SO-Arm + LeRobot (VR training)
Project overview: I built and trained a low-cost SO-100 robotic arm using Hugging Face's LeRobot framework. The goal wasn't to chase a perfect benchmark, but rather to build a reliable 'launchpad' for longer-horizon Physical AI experiments. I wanted to prove an end-to-end pipeline I could easily iterate on: hardware assembly, data capture, a smooth teleoperation UX, model training, and physical evaluation.
- Printed and assembled the SO-100 arm hardware.
- Set up LeRobot on a £60 Linux PC (an eBay special) to handle the local control and data pipeline.
- Built a VR headset control bridge to teleoperate and collect data without needing to build a second physical 'leader' arm.
- Collected multi-modal training data including joint angles and synchronized video feeds from three cameras.
- Trained an ACT (Action Chunking Transformer) policy on a Runpod RTX 4090 instance for under $1.
- Successfully trained the robot to pick up a green deodorant roll-on and place it on a red powerbank, achieving ~50% success on the task from just ~50 episodes of training data.

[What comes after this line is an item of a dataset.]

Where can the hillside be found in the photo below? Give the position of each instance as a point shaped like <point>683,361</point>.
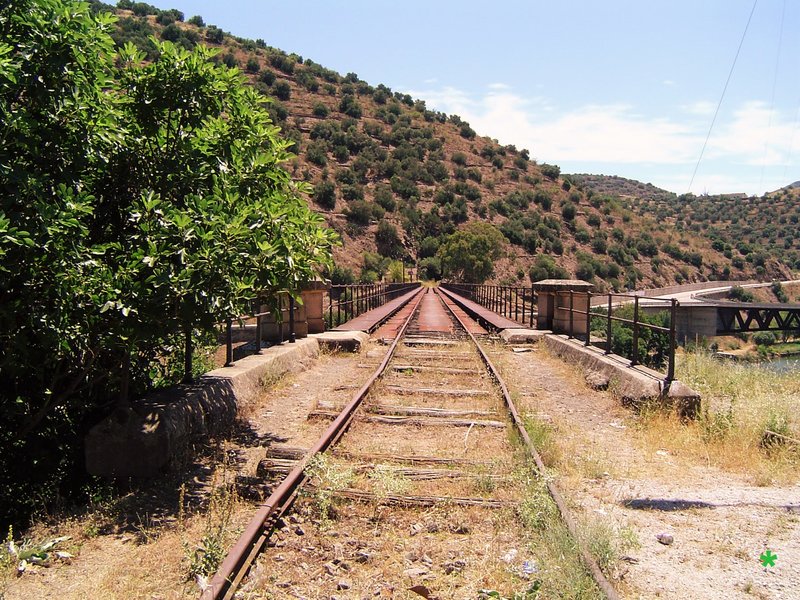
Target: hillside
<point>394,178</point>
<point>763,232</point>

Check out the video above—this was the very first test run! It's fully autonomous and was trained from roughly 15 minutes of human demonstration data.
Setup: I deliberately kept the setup simple: a compact arm workspace, three fixed cameras, and a cheap always-on Linux box to keep the dev loop tight. Keeping the integration friction low makes it incredibly easy to just walk up, collect a bit more data, and kick off a new training experiment.

VR control bridge: To control the arm using my Oculus Quest 1, I whipped up a small localhost web app to act as a WebSocket bridge. The VR controller streams action coordinates to the bridge, and the LeRobot training script subscribes to that exact same stream for synchronous action logging. It’s lightweight, easy to debug, and saves me the hassle (and cost) of building a dedicated physical teleoperation rig.
What's next: The current setup is a solid proof-of-concept, but now it's time to raise the ceiling on success rates, generalization, and task complexity. Most improvements here will come from simply providing better, cleaner demonstrations and controlling the environment. I'm also really eager to experiment with different model architectures. ACT is fast and easy to train, but Vision-Language-Action (VLA) models have shown incredible potential for better generalization.
- Create a cleaner training environment (less background clutter) or introduce deliberately structured, consistent clutter.
- Ensure more consistent lighting, or purposefully vary the lighting and ensure the dataset covers it.
- Capture higher-quality demonstrations: smoother trajectories, less hesitation, and better coverage of edge-case recoveries.
- Lock down camera consistency: fixed exposure, locked white balance, and highly repeatable camera poses.
- Experiment with alternative policy families and compare them against my baseline ACT run with clear metrics.
- Sorting tasks: identifying and placing red bricks in one bin and blue in another from variable starting positions.
- Multi-stage manipulation: pick → place → re-grasp → align (introducing intermediate success criteria).
- Robustness testing: starting the arm from slightly perturbed poses to evaluate its recovery behaviors.
- Data efficiency: figuring out exactly how few demonstrations I can get away with while maintaining a high success rate through good augmentation.